Apesar de “Noites de Alface” estar envolto em situações misteriosas, elas não têm tanta importância quando o mais interessante são as reflexões sobre envelhecer e das trivialidades da rotina cotidiana.  O grande trunfo do filme é ouvir os protagonistas dessa trama remoerem pensamentos sobre suas existências. Esses momentos, infelizmente, ocupam poucos momentos de tela.

Primeiro longa-metragem de ficção dirigido e escrito por Zeca Ferreira (“Ensaio sobre o silêncio”) é uma adaptação do romance homônimo da autora Vanessa Barbara. O filme se passa em dois tempos narrativos: um é com Ada (Marieta Severo) ainda viva convivendo com Otto (Everaldo Pontes) na grande casa do casal e, em outro momento, quando ela está falecida e ele passa a viver sozinho.

Ada e Otto, um casal de idosos vivem em Paquetá, cidade charmosa do interior do Rio de Janeiro onde todos se conhecem. A partir do momento em que o público compreende o falecimento de sua esposa percebemos o quanto Otto está perdido e confuso nos seus hábitos. Essa confusão aliada a uma insônia – solucionada apenas graças a um chá de alface – traz ao personagem a sensação de que algo de estranho está ocorrendo entre os seus vizinhos. Todos na cidade são solícitos, no entanto, agem de maneira sorrateira, como se estivessem escondendo algum segredo. Apesar de ganhar muito tempo em cena, o mistério se mostra descartável.

É a sensação da efemeridade da vida humana, carregada principalmente no consciente de Ada e sentida discretamente por Otto, a grande marca de “Noites de Alface”. Em um dos diálogos do filme, a protagonista fala para o marido que não suporta coisas que amassam com o tempo: “(…) tipo fruta, papel e gente”. A personagem não aceita a ideia de um fim da vida e da juventude, entretanto, quando questionada por ele se fica refletindo essas ideias, Ada responde não ter tempo para pensar nisso. O irônico é que tempo livre para divagar em seus pensamentos é algo rotineiro nesse casal.

São personagens com uma rotina aparentemente enfadonha, porém apresentam questionamentos importantes e universais na sua velhice: como vamos morrer? Por que morremos? Durante a narrativa, elas ganham situações essenciais, não para respondê-las, mas para justificá-las e fazê-los compreender a fragilidade da vida humana.

  SOBRIEDADE E AUSTERIDADE  

O texto do longa é cheio de diálogos expositivos, algo possível numa linguagem literária, mas no audiovisula soam artificiais.
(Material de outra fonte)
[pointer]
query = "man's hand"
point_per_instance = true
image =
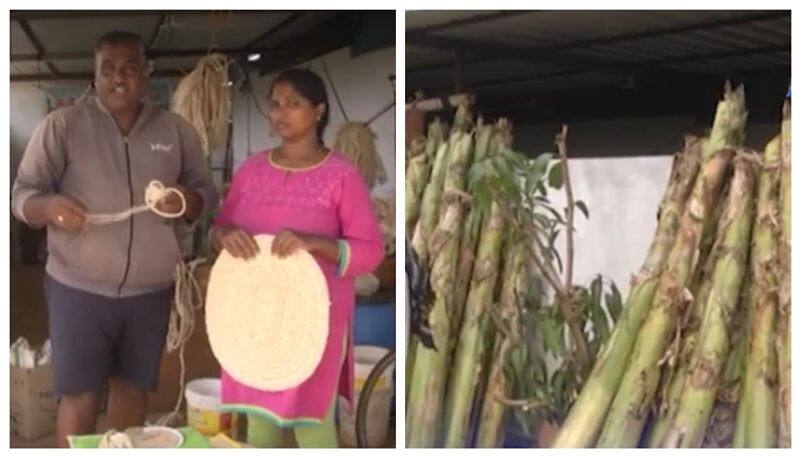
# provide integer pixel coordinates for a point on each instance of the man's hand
(65, 213)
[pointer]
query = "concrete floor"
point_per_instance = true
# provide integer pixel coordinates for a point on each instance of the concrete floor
(29, 319)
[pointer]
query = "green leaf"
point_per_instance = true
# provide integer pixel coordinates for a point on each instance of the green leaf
(582, 206)
(556, 177)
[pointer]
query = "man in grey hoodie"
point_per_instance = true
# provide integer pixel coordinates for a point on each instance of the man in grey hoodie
(108, 287)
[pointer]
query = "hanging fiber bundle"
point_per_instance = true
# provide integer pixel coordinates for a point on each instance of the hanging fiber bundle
(357, 142)
(203, 98)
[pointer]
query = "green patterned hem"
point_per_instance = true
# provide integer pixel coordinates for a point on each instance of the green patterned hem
(269, 415)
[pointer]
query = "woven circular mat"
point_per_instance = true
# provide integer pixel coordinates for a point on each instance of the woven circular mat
(267, 318)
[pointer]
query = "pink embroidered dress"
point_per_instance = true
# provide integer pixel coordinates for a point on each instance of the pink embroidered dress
(329, 199)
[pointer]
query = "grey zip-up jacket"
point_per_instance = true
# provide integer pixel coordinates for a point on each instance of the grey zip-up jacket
(79, 152)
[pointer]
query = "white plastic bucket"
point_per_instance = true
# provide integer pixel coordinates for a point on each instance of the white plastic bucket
(203, 407)
(380, 402)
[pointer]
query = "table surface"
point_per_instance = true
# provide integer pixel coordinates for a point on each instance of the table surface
(192, 439)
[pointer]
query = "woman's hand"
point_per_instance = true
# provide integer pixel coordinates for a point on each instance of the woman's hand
(237, 241)
(286, 242)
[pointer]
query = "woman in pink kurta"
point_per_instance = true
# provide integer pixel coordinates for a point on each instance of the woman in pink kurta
(310, 198)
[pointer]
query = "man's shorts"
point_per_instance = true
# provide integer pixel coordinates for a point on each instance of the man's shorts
(96, 337)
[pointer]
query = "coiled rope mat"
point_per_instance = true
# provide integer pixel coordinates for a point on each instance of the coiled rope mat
(267, 317)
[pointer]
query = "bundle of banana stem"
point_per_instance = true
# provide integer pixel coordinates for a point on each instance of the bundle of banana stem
(463, 250)
(700, 355)
(203, 98)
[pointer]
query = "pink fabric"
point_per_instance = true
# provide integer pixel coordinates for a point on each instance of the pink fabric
(330, 200)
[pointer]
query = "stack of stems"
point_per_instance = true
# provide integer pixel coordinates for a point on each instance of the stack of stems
(586, 417)
(475, 328)
(713, 344)
(755, 424)
(429, 377)
(634, 397)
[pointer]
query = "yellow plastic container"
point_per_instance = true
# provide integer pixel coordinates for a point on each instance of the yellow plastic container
(203, 408)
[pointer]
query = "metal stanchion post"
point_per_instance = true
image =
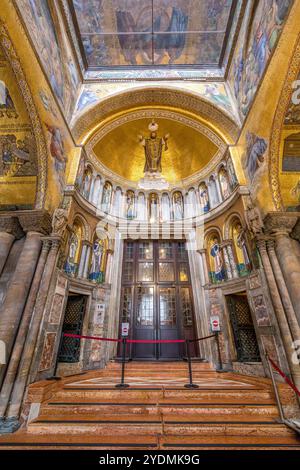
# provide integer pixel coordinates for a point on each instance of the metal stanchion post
(220, 368)
(190, 384)
(54, 376)
(122, 384)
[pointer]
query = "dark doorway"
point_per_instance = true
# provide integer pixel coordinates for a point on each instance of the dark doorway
(243, 328)
(156, 298)
(73, 321)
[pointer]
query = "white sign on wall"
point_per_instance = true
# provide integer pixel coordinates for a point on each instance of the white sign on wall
(125, 329)
(99, 313)
(215, 323)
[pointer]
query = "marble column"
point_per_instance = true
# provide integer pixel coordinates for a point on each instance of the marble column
(202, 253)
(235, 273)
(284, 293)
(227, 263)
(14, 302)
(280, 225)
(87, 262)
(23, 329)
(15, 404)
(286, 337)
(10, 229)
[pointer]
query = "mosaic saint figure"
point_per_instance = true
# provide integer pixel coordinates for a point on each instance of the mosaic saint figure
(154, 212)
(96, 274)
(153, 147)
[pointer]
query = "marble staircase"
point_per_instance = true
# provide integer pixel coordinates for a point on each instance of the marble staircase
(227, 411)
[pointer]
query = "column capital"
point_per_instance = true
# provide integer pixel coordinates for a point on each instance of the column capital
(280, 223)
(35, 221)
(12, 226)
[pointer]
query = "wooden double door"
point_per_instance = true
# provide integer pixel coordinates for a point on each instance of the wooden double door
(156, 298)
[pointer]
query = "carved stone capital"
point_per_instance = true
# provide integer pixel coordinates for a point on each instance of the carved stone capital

Cabe ao elenco a missão de transformá-lo em algo crível. Marieta Severo (“Carlota Joaquina, Princesa do Brasil”, “Cazuza: o Tempo Não Para”) consegue criar uma Ada discreta e introspectiva pedindo até mais tempo de tela, pois é a melhor protagonista. Everaldo Pontes (“Amarelo Manga”, “São Jerônimo”) ocupa a maior duração do longa trazendo a personalidade rabugenta e confusa do personagem de Otto transitando entre a comédia e o drama, algumas vezes funciona e em outras não.

Ferreira demonstra dominar mais a visualidade do filme ao invés dos diálogos no roteiro. Existe uma solenidade na câmera e nos enquadramentos; em poucos momentos a câmera se movimenta e sempre cria quadros abertos e espaçosos no filme. Isso gera um distanciamento do espectador com a realidade daqueles personagens e, ao mesmo tempo, cria uma sensação de estranhamento como se algo não estivesse correto. As transições das sequências são suaves e discretas conduzindo o estado mental de Otto e pulando entre os dois tempos da narrativa.

Essa direção sóbria e austera salva o filme de se tornar uma experiência ruim já que facilita o espectador a escutar aqueles protagonistas e chegar ao final sem achá-lo esquecível ou descartável. Quanto menos elementos Ferreira trabalha na obra, mais interessante ela fica. “Noites de Alface” é um filme regular com alguns momentos encantadores, nada incrível ou empolgante, se contentando em apenas contar uma história aparentemente banal sobre o encerramento da própria existência.